1. One issue that needs to be addressed is the regulations coming out of Washington, the planners said. The ERISA regulatory environment is the biggest impediment to getting employer sponsorship so that planners can help employees with their retirement plans. However, employers are ultimately afraid of liability if they offer planner services as a benefit to employees.
2. The new fee disclosure rules might shut advisors out of the 401(k) market, where participants are largely mid-market customers, the planners pointed out. The fee cost will show up on the employees’ statements, but not on statements directly from mutual fund companies. The problem is, employees may stop using the 401(k) plan if they think they won’t pay any commissions by buying a mutual fund outside the plan. To avoid misunderstandings, there will need to be a huge education effort, the planners said.
3. Some planners are walking away from the employer market because of the new regulations, and there is no groundswell of planners who are trying to get in, they pointed out
4. In a couple of years, research will be needed on how well the new regulations have helped participants and whether the regulations have added to, or cut back on, advice and help offered to employees. Perhaps the Financial Planning Association can provide this research, the planners said.
5. Planning firms need better ways to identify which level of planner should meet with clients, the planners suggested. One suggestion is a system that matches client needs to planning skills and sets appropriate costs for providing advice. It might recommend using a planning team, for instance, so that expertise can be shifted from the lowest cost denominator only when needed.

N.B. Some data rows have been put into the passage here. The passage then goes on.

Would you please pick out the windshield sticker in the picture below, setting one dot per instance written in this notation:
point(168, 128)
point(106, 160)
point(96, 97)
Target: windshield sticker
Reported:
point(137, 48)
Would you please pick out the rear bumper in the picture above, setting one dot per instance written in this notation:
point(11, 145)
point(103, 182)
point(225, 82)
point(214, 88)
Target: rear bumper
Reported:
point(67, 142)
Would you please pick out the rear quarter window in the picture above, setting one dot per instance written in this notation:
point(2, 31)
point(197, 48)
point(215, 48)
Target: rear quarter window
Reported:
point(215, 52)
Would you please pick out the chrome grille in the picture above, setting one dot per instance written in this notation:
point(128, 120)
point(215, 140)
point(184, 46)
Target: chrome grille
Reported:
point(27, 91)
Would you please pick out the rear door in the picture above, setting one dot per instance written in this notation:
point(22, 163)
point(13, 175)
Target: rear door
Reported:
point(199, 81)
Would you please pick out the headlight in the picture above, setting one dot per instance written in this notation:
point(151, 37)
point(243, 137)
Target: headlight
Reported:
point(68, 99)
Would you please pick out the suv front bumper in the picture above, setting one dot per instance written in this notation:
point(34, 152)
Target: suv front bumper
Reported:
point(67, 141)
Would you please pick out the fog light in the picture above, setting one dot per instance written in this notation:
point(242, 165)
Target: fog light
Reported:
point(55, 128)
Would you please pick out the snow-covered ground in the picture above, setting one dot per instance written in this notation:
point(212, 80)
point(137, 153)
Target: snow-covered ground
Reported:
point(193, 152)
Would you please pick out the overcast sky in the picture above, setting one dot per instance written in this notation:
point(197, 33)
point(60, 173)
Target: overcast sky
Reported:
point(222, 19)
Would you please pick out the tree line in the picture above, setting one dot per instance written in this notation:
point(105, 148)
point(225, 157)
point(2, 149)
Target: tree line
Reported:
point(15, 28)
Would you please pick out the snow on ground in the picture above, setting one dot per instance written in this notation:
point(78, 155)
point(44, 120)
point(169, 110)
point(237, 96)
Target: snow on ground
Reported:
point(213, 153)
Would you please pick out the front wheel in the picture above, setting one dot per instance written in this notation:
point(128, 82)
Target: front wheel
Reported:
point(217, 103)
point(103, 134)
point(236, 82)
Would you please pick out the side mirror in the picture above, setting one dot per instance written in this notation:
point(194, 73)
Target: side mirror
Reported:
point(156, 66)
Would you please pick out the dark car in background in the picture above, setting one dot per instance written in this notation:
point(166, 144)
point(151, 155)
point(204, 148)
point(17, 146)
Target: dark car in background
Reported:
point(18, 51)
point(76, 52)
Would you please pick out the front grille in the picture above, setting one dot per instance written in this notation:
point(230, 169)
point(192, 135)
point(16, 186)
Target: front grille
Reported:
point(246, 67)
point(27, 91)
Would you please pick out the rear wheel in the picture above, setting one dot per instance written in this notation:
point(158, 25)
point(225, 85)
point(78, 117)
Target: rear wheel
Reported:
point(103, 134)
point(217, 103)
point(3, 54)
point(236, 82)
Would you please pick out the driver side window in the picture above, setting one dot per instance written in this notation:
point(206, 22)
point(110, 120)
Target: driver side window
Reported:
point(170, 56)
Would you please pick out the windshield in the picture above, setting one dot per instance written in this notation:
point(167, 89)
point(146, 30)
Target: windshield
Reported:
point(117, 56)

“New entrants into the market are doing some processes at a fraction of the traditional cost.”
6. Addressing the planner’s role in the 403(b) market also needs attention, the planners said. But with all the additional regulations now coming out, this could not be a near term. Put it on the longer-term agenda.
Putting it together
Clearly, the financial planners in the focus groups hold varying views on the financial profile of mid-market individuals and how best to serve them. Some see this market as referring to people who have accumulated $100,000 or less in investable assets, while others use a higher the maximum—of $500,000 or even $1 million.
Most planners in the focus groups indicated they think it best to find efficient systems and technologies that enable them to serve this market economically, but some also recommend developing comprehensive plans, at least at first. Some take a cash flow management approach to mid-market services, while others take a modular approach. Some use fees while others work on insurance commissions or a combination of fees and commissions. Some don’t use home equity as a financial funding vehicle except as a last resort while others will entertain using reverse mortgages in certain types of situations. Some position insurance as part of the risk management program, and some view insurance as the door-opener to mid-market client relationships.
What seems universal is the fact that financial planners see the mid-market as a distinct financial demographic. Because mid-market clients often have modest or moderate asset profiles, planners are developing distinct business models that will enable them to serve these clients efficiently. They want their services to be affordable for the clients and profitable for the planning firm. Challenges remain, such as federal regulations and fee disclosure rules. But the planners indicate they are continuing to look for ways to serve this market effectively.
The first half of this report appeared in the December, 2012 issue of Retirement Insight and Trends.
Sources: These summary notes were prepared by Anna Rappaport, principal of Anna Rappaport Consulting, on behalf of the Society of Actuaries; Jaleen Edwards, on behalf of the Financial Planning Association; and Betty Meredith, director of education and research for the International Foundation for Retirement Education (InFRE), on behalf of InFRE. All were observers of the focus groups. The focus group facilitator was FPA Board Member Julie Littlechild.